Sur TF1, «24 heures aux urgences» et sous le regard de soixante caméras

Joël Métreau

— 

"24 heures aux urgences", un "documentaire du réel" sur TF1.
"24 heures aux urgences", un "documentaire du réel" sur TF1. — DR

«24 heures aux urgences» est programmé sur TF1 juste après trois épisodes de «Dr House». Une énième fiction médicale? Non. Et «Ce n’est pas de la téléréalité», renchérit Jean-Jacques Eledjam, chef du CHRU de Montpellier où a été tournée cette série documentaire, diffusée en six épisodes. Après trois mois de repérages, pendant dix jours et dix nuits, au printemps 2012, une quarantaine d’employés de Presse & Co, filiale de la maison de production Shine France, ont planté leur soixante de caméras à l’intérieur du CHRU de Montpellier, parmi les 750 salariés.

Adaptation d’un format britannique

A l’extérieur, un car de régie, «toujours resté ouvert au personnel», explique le producteur Frédérick Lacroix. «On n’a rien à cacher». Et surtout, «un dispositif qui permet d’oublier les caméras, car il n’y a ni caméraman, ni ingénieurs du son dans l’établissement, précise Thierry Lachkar, président de Shine France. Une vérité naturelle émerge.» Ce dispositif avait déjà été appliqué par les caméras à l’intérieur de la maternité de Poissy pour «Baby Boom», un succès d’audience pour TF1. Comme «Baby Boom»,  «24h aux urgences», est  l’adaptation d’un format britannique. Celui de «24 Hours in A&E» (A & E, pour Accident and emergency), programme diffusé outre-Manche. Cette série documentaire, qui a connu deux «saisons» sur la chaîne Channel 4, réunissait en moyenne 2,2 millions de téléspectateurs (quelque 9,8% de parts d’audience).

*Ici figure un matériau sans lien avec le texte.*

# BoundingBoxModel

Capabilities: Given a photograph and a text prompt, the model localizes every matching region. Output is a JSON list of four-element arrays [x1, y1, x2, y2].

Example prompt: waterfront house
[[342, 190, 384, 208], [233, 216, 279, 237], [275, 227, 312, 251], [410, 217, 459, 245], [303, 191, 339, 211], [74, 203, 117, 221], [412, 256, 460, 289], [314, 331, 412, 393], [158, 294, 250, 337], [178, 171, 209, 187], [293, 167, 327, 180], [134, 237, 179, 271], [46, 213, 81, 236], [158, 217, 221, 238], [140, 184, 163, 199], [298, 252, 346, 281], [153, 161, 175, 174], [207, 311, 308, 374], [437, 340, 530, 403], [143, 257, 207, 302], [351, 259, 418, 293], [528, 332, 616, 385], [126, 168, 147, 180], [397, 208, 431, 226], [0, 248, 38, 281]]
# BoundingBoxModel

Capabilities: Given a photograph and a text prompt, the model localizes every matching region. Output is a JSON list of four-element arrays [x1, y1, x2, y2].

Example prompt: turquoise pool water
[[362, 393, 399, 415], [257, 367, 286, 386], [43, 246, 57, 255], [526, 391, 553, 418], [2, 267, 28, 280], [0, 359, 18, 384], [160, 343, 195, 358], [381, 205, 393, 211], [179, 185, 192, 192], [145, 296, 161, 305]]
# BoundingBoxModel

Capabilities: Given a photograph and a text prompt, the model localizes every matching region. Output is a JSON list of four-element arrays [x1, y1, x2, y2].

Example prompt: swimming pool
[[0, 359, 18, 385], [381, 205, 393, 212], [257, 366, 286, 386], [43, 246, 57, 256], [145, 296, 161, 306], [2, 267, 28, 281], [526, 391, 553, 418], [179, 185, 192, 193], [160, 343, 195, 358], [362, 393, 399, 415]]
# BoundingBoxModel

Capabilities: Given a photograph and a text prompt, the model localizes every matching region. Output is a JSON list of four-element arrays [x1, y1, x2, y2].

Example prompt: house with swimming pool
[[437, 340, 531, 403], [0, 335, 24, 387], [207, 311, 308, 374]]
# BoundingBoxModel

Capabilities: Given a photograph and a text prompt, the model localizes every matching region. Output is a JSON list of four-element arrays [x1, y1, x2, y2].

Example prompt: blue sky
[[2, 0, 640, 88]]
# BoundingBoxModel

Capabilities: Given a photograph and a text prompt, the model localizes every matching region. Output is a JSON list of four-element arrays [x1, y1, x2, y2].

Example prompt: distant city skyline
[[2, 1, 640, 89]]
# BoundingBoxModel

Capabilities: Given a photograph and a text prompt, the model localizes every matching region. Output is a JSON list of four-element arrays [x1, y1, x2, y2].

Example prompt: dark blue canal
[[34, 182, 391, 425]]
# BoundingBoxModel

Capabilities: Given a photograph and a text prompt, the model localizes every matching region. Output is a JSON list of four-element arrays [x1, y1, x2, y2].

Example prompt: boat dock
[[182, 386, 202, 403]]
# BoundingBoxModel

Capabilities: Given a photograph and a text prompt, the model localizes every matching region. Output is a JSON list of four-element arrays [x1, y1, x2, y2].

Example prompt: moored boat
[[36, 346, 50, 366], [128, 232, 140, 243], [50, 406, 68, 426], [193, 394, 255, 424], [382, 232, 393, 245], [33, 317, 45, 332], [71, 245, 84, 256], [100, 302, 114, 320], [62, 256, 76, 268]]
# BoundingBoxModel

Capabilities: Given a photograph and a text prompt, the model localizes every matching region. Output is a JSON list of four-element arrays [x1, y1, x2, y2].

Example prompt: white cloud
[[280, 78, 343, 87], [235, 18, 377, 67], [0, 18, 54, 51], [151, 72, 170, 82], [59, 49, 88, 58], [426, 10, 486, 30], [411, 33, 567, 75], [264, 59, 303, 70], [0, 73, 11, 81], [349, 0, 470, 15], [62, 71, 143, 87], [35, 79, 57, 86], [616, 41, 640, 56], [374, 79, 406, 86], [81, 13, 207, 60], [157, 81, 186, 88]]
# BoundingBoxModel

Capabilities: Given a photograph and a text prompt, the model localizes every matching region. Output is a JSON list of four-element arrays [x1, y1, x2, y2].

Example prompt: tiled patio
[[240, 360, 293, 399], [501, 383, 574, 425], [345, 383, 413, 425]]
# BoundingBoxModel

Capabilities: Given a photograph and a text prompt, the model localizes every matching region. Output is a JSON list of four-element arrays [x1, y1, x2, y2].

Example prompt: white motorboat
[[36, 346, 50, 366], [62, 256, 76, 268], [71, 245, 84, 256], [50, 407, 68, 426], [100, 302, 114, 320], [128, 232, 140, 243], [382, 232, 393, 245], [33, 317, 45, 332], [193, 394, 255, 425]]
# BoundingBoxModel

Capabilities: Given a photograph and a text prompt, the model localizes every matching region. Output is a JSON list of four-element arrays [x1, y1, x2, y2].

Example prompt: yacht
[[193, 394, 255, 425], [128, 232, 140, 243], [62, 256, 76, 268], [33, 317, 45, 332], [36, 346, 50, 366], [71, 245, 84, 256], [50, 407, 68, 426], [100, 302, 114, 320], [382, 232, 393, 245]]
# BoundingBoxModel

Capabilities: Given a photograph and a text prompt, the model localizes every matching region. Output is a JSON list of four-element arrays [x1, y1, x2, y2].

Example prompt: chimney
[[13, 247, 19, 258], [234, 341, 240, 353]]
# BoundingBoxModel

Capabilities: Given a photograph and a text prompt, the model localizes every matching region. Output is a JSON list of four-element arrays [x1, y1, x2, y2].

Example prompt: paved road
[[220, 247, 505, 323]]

«Ne pas montrer la mort en direct»

Les urgences, ce sont «des montagnes russes émotionnelles», explique Thierry Lachkar. Ça se voit. «24 h aux urgences» s’appuie sur un montage dramatique, des musiques démonstratives et une voix off au «nous» impliquant les urgentistes. «Cela a demandé six mois de narration et d’écriture pour trouver le bon ton», note Thierry Lachkar. Pratique pour la narration, la procédure linéaire du suivi du patient. «Les urgences ne fonctionnent que comme une marche en avant, explique Jean-Jacques Eledjam.  Les gens ne reviennent jamais par l’endroit où ils ont commencé.  C’est une première salle, puis on va d’étape en étape.» «Grâce aux 60 caméras, on avait la possibilité de suivre deux histoires en parallèle, on ne pouvait pas aller au-delà. Le réalisateur faisait attention aux deux», explique le producteur Frédérick Lacroix. Sans risque de voyeurisme ? «Il y avait des écueils, des choses à ne pas montrer comme la mort en direct», note le chef du pôle urgences. 

Et le manque de moyens?

Mais ces «histoires» ne se sont-elles pas racontés aux dépens de la réalité? «Un épisode montre un embouteillage absolu avec beaucoup de patients, on voit qu’ils sont débordés. Mais on n’est pas allés leur poser la question sur leur manque de moyens », admet Frédérick Lacroix.» «C’est vrai, on n’a pas toujours les moyens,  et en même temps la série montre comment les équipes arrrivent à faire au mieux avec les patients», assure Guillaume du Chaffaut, directeur adjoint du CHU, chargé des affaires générales et de la Communication. D’ailleurs Patrick Pelloux, président de l’Association des médecins urgentistes de France, se montre sévère après avoir vu un épisode : «Je salue l’exploit technique et la mise en valeur des médecins. C’est un très beau spectacle, mais qui ne correspond pas aux difficultés sur le terrain.»